19:23 < cfields> jeremyrubin: interesting

19:23 < cfields> jeremyrubin: ok, still building here. Had to setup a VM, current OS is wonky

19:26 < jeremyrubin> cfields: I can run it with WINEDEBUG=+all but I don't really know how to read that

20:49 < GitHub24> [bitcoin] jtimon opened pull request #8629: C++11: s/boost::scoped_ptr/std::unique_ptr/ (master...0.13-boost-scoped-ptr) https://github.com/bitcoin/bitcoin/pull/8629

21:16 < cfields> jeremyrubin: finally got it built, crashes here too

21:27 < jeremyrubin> cfields: Cool/not cool

21:28 < cfields> jeremyrubin: is it only win32, not win64?

21:28 < jeremyrubin> cfields: didn't try win64; I'll do a build and report back shortly

21:28 < cfields> ok

21:29 < jeremyrubin> cfields: I guess it's not the most critical thing to fix, but I wanted to make travis print out benchmarking info in case tests are timing out due to poor performance will help debugging

21:29 < cfields> jeremyrubin: sure, sounds useful

21:29 < cfields> jeremyrubin: but since it's already busted in master, no need to make it a blocker for anything else you're working on

21:29 < jeremyrubin> cfields: Although looking at what's slow, it seems that PrevectorTestInt is really long on windows

21:30 < jeremyrubin> cfields: So I'm thinking about also changing the build_aux test driver to tee the log and print out the test messages so that it can see what it timed out on

21:31 < cfields> jeremyrubin: by all means. last time i poked at that, it fought me hard. printing that would be great.

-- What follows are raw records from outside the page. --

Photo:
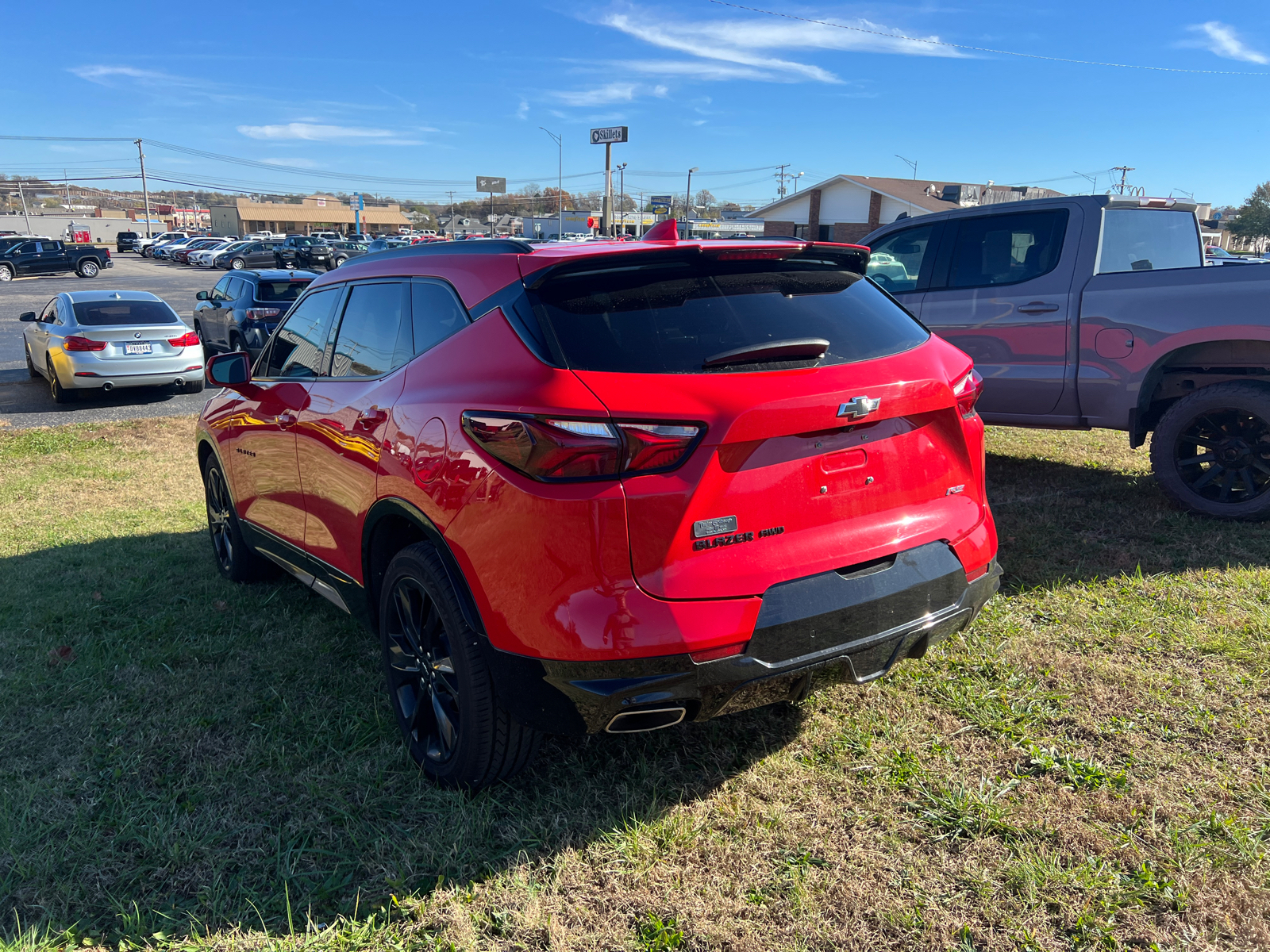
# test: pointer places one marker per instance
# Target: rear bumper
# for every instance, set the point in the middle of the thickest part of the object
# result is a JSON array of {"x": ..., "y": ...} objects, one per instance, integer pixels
[{"x": 864, "y": 624}]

21:32 < jeremyrubin> cfields: yeah I've spent the morning mucking through automake crap

21:33 < jeremyrubin> cfields: in any case; the current build system is functionally broken because if you add tests that make it go over 10 min it breaks :)

21:34 < cfields> heh, the test driver enforces that?

21:36 < jeremyrubin> cfields: travis does

21:36 < cfields> oh, sure

21:36 < jeremyrubin> cfields: it assumes tests failed if no output

21:36 < jeremyrubin> wait do you know where the build_aux/test_driver is generated?

21:38 < jeremyrubin> it looks like it comes from autogen

21:38 < cfields> comes from automake iirc

21:40 < jeremyrubin> ugh. yeah you're right

21:43 < * jeremyrubin> ponders just making the tests periodically put a '.' to stderr to solve it

21:49 < jeremyrubin> cfields: `err:seh:setup_exception stack overflow 2656 bytes in thread 0024 eip 00002b619`

21:53 < jeremyrubin> cfields: Think I should just open an issue?